Chaco Province
- Use: Civil and state flag
- Proportion: 2:3
- Adopted: September 19, 2007; 18 years ago
- Designed by: Mario Orlando Gadotti

= Flag of Chaco (Argentina) =

The flag of the Argentine province of Chaco is rectangular, divided into three vertical stripes, light green, white and light blue. In the middle stripe there is also a symbol of the Sun of May at the top and a plough surrounded by twenty-five golden stars at the bottom. The stars represent the twenty-five departments in the province. The plough symbolizes agriculture, which is the most important sector of the province's economy and is also found on the coat of arms.

==History==

Flag of Chaco (1995–2007)

Chaco became a province in 1951 under the name Presidente Perón Province. At that time the province did not have a flag, but its coat of arms was based on the shield of the Justicialist Party.

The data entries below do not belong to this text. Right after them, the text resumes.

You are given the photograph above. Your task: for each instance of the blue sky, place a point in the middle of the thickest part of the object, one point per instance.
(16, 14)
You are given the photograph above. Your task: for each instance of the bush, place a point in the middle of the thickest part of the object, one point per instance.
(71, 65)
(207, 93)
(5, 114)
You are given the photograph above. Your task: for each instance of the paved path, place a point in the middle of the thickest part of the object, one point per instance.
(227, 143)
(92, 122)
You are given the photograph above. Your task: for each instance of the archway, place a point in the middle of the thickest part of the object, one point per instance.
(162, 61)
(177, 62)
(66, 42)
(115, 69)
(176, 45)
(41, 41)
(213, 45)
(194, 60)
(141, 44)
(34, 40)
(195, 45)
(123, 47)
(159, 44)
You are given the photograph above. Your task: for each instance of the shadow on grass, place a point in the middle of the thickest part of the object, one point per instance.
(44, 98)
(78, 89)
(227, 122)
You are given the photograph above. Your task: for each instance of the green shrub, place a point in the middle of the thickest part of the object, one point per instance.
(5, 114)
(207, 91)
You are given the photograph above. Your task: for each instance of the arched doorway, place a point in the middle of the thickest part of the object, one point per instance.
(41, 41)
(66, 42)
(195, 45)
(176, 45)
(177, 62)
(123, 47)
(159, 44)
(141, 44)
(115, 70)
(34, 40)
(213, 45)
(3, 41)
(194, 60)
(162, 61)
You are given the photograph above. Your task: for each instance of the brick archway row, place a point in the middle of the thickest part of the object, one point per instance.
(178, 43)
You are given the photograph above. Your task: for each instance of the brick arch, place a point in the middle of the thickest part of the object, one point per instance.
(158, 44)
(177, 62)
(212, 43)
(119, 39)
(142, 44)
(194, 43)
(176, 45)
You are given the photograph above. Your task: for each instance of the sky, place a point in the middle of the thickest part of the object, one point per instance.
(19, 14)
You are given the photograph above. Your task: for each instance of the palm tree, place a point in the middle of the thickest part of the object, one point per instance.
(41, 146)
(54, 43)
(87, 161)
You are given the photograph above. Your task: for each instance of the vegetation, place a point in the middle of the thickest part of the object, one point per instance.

The first Chaco flag was officially proclaimed by decree on 2 February 1995 as the provincial flag by the government of Governor Rolando Tauguinas. It was designed by graphic artist Jorge Esquivel and won an art contest. The flag was met with negative reception, as the local press considered the proposed flag "not a symbol, but a painting." The majority of the population did not feel represented by the emblem. This flag remained in force, but almost unused.

The modern flag was approved on 19 September 2007, under Governor Roy Nikisch.